Fully Automating Server-side Object Detection Workflows

Posted by

Continuing with our Object Detection release blog posts series, today, we’ll showcase how to automate the training of the object detection models (and their predictions) that anyone will be able to create in BigML in short order.

Annotating object locations in images

As discussed in previous posts, BigML already offers classification, regression, and unsupervised learning models (e.g., clustering, anomaly detection). They all accept images as just another input data type usable for model training. In fact, when images are uploaded a new Source is created for each and their corresponding IDs are added to a new Composite Source object with a new image field type. In summary, images can be combined with any other data type and can be assigned one or more labels by using the new label fields.

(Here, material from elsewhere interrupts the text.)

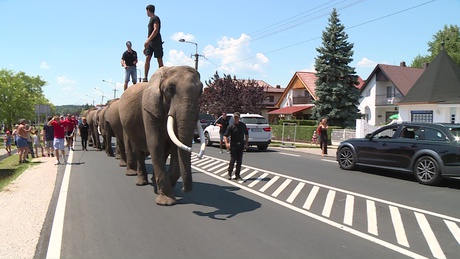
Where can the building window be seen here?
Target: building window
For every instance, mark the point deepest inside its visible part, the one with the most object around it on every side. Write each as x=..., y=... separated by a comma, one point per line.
x=390, y=91
x=422, y=116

What happens if you need to determine the presence and location of some specific objects in the picture? As we touched on in the previous posts, this is what Object Detection is tailormade for. After all, the goal of an Object Detection model is to predict the regions in the image where you can find a specific object(s).

That’s just another Supervised Learning problem, so the algorithm will expect you to provide examples of the regions in your training data to learn from. That has led to the definition of a new field type: Regions. The Regions field contains the label that identifies at least one of the objects that you want to detect plus its coordinates in the picture. If more than one object appears in the same image, the field will contain a list of them. To create your training data you need to provide not only the images but also some annotations that will determine the boxes and labels of the objects of interest in the training images. BigML does offer a tool for drawing those regions. However, this post solely focuses on automation so let’s assume that you already had your annotations taken care of.

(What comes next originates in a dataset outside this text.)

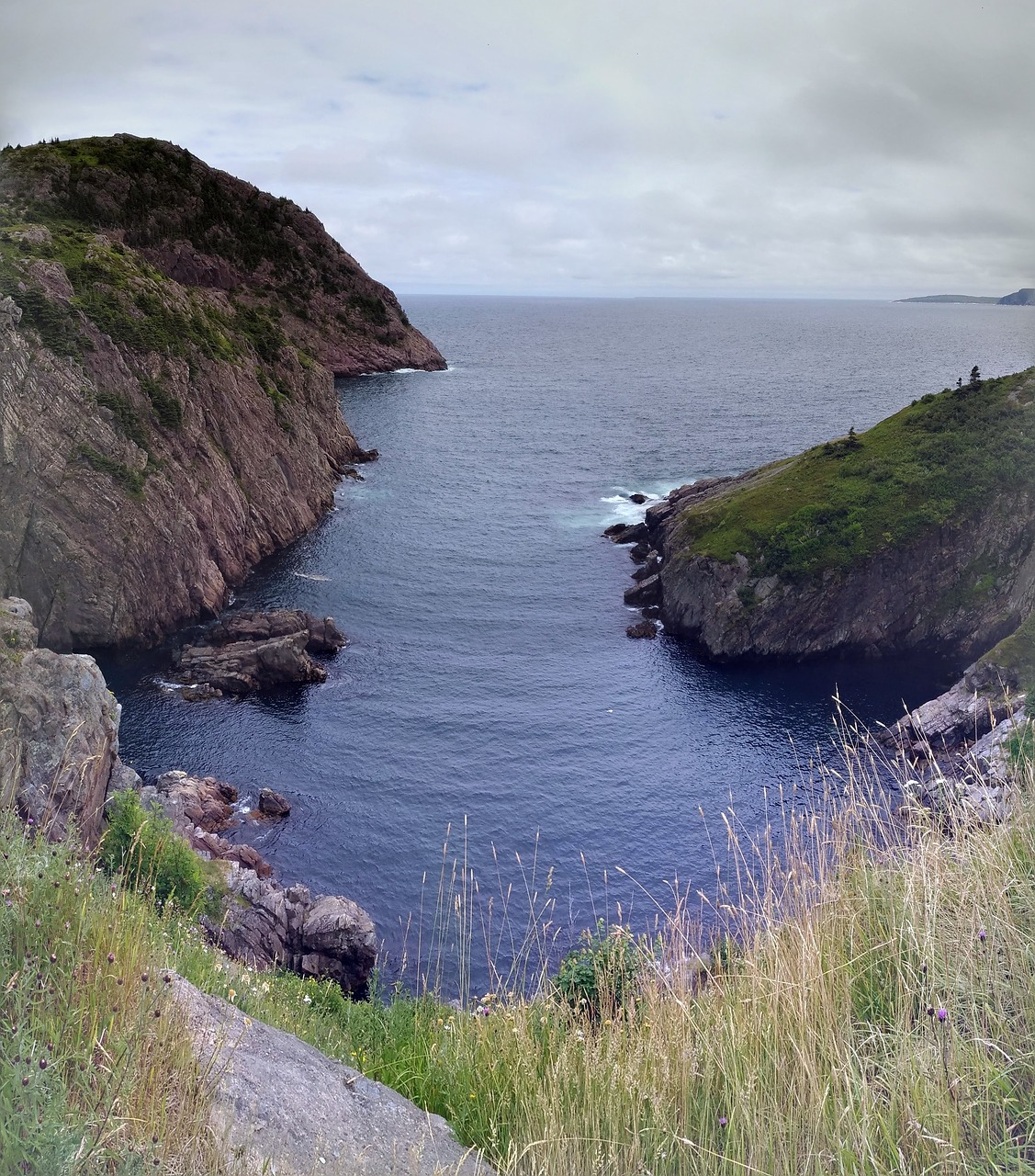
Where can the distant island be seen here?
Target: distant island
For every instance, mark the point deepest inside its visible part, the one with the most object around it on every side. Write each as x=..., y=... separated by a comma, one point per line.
x=1025, y=297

The adorable kittens example

Before we proceed with our example, a quick confession: your author loves cats. They are curious, clever, elegant and delicate animals. No wonder they own the Internet and they have a near-monopoly on Object Detection demo datasets to boot. So let’s honor the tradition and put together a cat image dataset to illustrate today’s post.

cats

This small collection of images was retrieved from pexels.com. We’ve gone ahead and located and labeled the eyes, and added an annotations file that contains their locations in each image. We could, very well, label and locate other body parts (like noses or ears) and store all of them in the same regions field or in a separate Regions field per class if you want to create separate models for each type of object. In this example, we’ll keep it simple but you get the idea. The finalized annotations data looks as follows.

cats_annotations

Every row contains the information related to one of the images. The first field contains the relative path to that image file (stored in my laptop in this case) and the second field stores the regions information as a list of lists. Each of these inner lists starts with the label name plus the top, left, width and height of the region expressed in relative coordinates (as the ratio to the image dimensions). Other coordinate formats, like the absolute number of pixels for those measures, are also acceptable as long as they are consistent throughout the dataset.

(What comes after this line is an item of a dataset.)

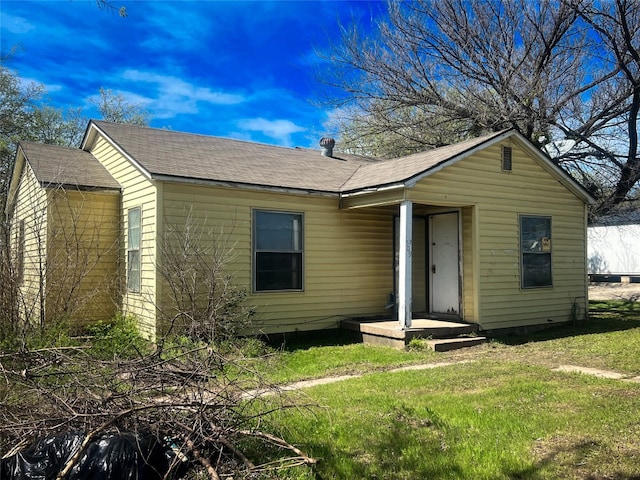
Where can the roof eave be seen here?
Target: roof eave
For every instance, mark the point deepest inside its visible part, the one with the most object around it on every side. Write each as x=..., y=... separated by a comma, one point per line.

To upload the annotated images, we created a .zip file that contains both the CSV and the images. That’s everything we need to start using BigML.

Creating an Object Detection model using the bindings

The Python bindings happen to be the most up-to-date library that you can use to interact with BigML from any Python client application. In this case, we’d like to upload the compressed file that contains our images and corresponding regions annotations.

from bigml.api import BigML
api = BigML()
composite_source = api.create_source(
    "cats.zip",
    {"name": "Cats' eyes example"})
api.ok(composite_source)

Using this code, you create a connection to BigML (provided that your credentials were previously set as environment variables) and upload the compressed file. That immediately kicks off the creation of a Composite Source that will contain a new source per image and will associate the corresponding regions to each one of them. The api.ok command waits for the ansynchronous process to end and finally stores the finished Composite Source result in the corresponding variable. The result will show up in the dashboard as seen below.

cats_source

As you see, a table+image Composite Source has been created by associating the source ID generated for each image (stored in the filename.image field) with the regions defined in the annotations file.

cats_eyes

The next step for training is creating a dataset from it.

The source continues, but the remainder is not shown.